Mission, goals stated for Essex County Public Schools
At the Superintendent’s Forum held at Essex High School Monday night, Essex County School Superintendent Dr. Scott Burckbuchler said that, after having completed his first year as superintendent, he has a vision of “opportunities for growth which focus on various strengths.” Burckbuchler proffered developing “opportunities to communicate and connect with staff with community input.”
With the fear of Essex High School losing its accreditation should it not meet the Virginia State benchmarks for education, Burckbuchler stressed the importance of developing and maintaining strong relationships between staff, teachers and students.
Burckbuchler said, “If you never see yourself in the future, you’ll never get there,” and “without a culture for students, faculty and staff to communicate respectfully, we won’t make it.”
The mission statement on the projector said “Essex County Schools exist to serve the individual educational needs of our students,” and Burckbuchler focused on the need to establish “common goals through positive relationships.”

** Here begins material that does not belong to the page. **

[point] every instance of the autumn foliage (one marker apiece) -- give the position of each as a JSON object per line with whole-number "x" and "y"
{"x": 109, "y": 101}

The goals cited in the program literature and reinforced by Burckbuchler are, “We will help our students graduate, we will ensure the progress of our students, we will teach our students to be productive in the 21st century,” and “We will partner with the community and focus our efforts and available resources.”
In response to an attendee’s question of whether they had any policies of progress to fulfill their goals, Dr. Lori Watrous spoke to the need “for staff, faculty and parents to work together to achieve results” and to promote better skills at the craft of teaching.
Waltrous said there was an academic review process to determine teacher effectiveness and “assess the quality of teachers based on the state’s framework.”
Another attendee, Tom McKinley, asked, “What about the parents? I graduated in 1976 without all this and without the school taking the blame for bad behavior. Why does the school system keep backing up taking blame for children’s behavior?”
He went on to say, “Bring a child to school ready to learn — it’s just that simple.”
Burckbuchler responded, “The last statement articulated the struggle to form close relationships where a teacher can phone a parent for something to be done at home to correct behavior.”
Since the forum, Burckbuchler announced Tuesday, August 5 after press time that the goal regarding partnerships had changed to the following due to feedback:
“To do so, we will work in partnership with parents, students and the community in the shared responsibility of providing excellent education and growth opportunities for each student. We will actively seek creative partnerships throughout the community to ensure all students are inspired, engaged, and show continued improvement.”